Mauricio Rivera

* Mauricio Rivera

Periodista, escritor, realizador de video y fotografo. Doctor en Comunicación y Periodismo de la Universidad de RMIT de Melbourne, Australia; Magíster en Comunicación Profesional con especialización en Escritura Profesional de la Universidad de Deakin de Melbourne, Australia; Comunicador Social y Periodista de la Universidad de La Sabana de Bogotá, Colombia. Actualmente dicta la clase: El Periodismo como 'arma democrática' en la era digital de la Facultad de Derecho, Ciencias Políticas y Sociales de la Universidad Nacional de Colombia, sede Bogotá. Otras muestras de su trabajo pueden verse en los blogs: http://elmr2.wordpress.com/ (español) y http://mr2blog.com/ (inglés)

Si hay un personaje que reúna la esencia de lo que podría considerarse un impulso global, como lo fue el período de revoluciones liberales de finales del S. XVIII y comienzos del S. XIX, ese es Alexander Von Humboldt. Hay muchos lugares: condados, pueblos, ríos y montañas, que llevan su nombre. En su momento, se llegó a decir que era más famoso que Napoleón. No obstante, hoy en día, se trata de un personaje más bien olvidado. Más que un adelantado de la edad moderna, Humboldt fue, tal vez, el último gran genio renacentista.

El legado de Humboldt está marcado por una gran ironía. Si bien varios de los nombres que sobresalen en la lista de quienes forjaron el mundo moderno, desde líderes políticos como Thomas Jefferson y Simón Bolívar, hasta científicos como Charles Darwin, lo reconocieron como una de sus principales influencias, fue ese impulso hacia la especialización que en gran medida define al mundo moderno, lo que llevó a que una visión holística como la de Humboldt haya sido desplazada a un segundo plano.

Dentro de esa potencia emergente (y caótica) que ha sido denominada ‘civilización occidental’, Humboldt fue el individuo que comprendió que todos los ecosistemas y todos los seres vivientes estamos interconectados dentro de una suerte de macro-organismo, extremadamente complejo, al que décadas más tarde el geólogo austriaco Eduard Suess llamaría ‘biosfera’. Humboldt llegó a su momento de epifanía gracias a sus exploraciones en las selvas y montañas de Sudamérica. En ese entonces, antes de que comenzara el proceso de industrialización que marcó el destino de los últimos dos siglos (y continúa marcando el del presente), Humboldt fue capaz de darse cuenta de los efectos que el ser humano causaba sobre estos mundos extraordinarios.

Con cada año que pasa, se hace más evidente que el gran reto para la humanidad del S. XXI es lograr un entendimiento colectivo de eso que Humboldt comprendió hace más de 200 años. Sin embargo, resulta prácticamente imposible imaginar cómo dejar atrás los estamentos burocráticos que surgieron con el mundo moderno, dentro de los que sobresale el Estado-Nación como un anacronismo que al día de hoy se ha convertido en, quizás, el principal enemigo de esa visión ecologista que Humboldt nos dejó como herencia.
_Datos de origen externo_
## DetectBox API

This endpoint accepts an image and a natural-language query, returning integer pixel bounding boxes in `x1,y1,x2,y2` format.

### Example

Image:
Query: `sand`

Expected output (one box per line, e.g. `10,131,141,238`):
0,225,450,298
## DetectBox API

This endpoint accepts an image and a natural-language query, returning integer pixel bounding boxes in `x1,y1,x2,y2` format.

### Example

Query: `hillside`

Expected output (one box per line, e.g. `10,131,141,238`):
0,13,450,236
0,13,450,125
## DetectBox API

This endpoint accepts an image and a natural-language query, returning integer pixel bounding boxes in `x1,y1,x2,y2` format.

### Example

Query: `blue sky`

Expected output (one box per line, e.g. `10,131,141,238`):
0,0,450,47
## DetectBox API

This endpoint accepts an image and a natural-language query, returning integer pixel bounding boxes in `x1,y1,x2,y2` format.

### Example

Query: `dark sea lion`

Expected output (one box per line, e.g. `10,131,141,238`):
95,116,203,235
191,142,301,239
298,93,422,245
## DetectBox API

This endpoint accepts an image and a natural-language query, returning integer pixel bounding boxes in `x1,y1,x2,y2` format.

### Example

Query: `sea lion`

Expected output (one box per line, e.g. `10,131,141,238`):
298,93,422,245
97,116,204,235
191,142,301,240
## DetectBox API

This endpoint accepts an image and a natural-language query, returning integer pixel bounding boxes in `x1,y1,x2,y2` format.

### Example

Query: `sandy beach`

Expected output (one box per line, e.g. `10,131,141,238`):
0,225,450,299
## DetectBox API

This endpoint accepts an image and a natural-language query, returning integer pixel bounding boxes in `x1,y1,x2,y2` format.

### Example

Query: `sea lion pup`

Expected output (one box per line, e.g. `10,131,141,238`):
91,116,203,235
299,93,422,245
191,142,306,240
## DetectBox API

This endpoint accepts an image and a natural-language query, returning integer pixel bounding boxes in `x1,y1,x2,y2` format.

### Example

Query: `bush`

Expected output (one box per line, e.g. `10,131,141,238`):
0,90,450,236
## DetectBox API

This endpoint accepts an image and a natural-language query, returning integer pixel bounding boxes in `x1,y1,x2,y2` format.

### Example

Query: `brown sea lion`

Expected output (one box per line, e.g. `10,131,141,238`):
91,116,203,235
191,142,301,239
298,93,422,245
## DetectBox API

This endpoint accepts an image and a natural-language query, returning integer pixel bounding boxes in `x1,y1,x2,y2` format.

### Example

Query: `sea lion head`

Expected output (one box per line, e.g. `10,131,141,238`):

Pero, más allá de los obstáculos que representan los intereses nacionales y corporativos (o multinacionales), el que, a mi entender, es el mayor problema tiene que ver con aquella ironía que marca su legado: además de ser un gran científico, Humboldt también fue un gran humanista, defensor del republicanismo y de los principios que hoy conocemos como derechos humanos, los cuales se basan en un ideal de individualismo que, con el paso del tiempo, se fue degradando hasta convertirse en ese consumismo patológico que hoy gobierna la economía del planeta.

Ante lo que parecen síntomas inequívocos de la decadencia de esa ‘civilización occidental’ que se erigió sobre el intelecto de personajes como Alexander Von Humboldt (ninguno más inequívoco que el ascenso político de Donald Trump) y lo que parecen ser alternativas funcionales provenientes de regímenes autoritarios como la China y (en menor medida) la India, se podría concluir que, lo que a día de hoy conocemos como democracia, va en contravía de las soluciones que, como especie, tenemos que concebir y llevar a cabo para sobrevivir al S. XXI. Por otro lado, ejemplos como las consultas populares en contra de la minería y la extracción de hidrocarburos en varias regiones de Colombia, como Santurbán o La Macarena, demuestran que la defensa del agua y de las diferentes especies de flora y fauna hacen parte de una lógica natural de supervivencia. A fin de cuentas, sin desmerecer el gran aporte de Alexander Von Humboldt, su gran revelación no fue más que el principio fundamental en el que, por milenios, las civilizaciones precolombinas basaron (y siguen basando) su existencia.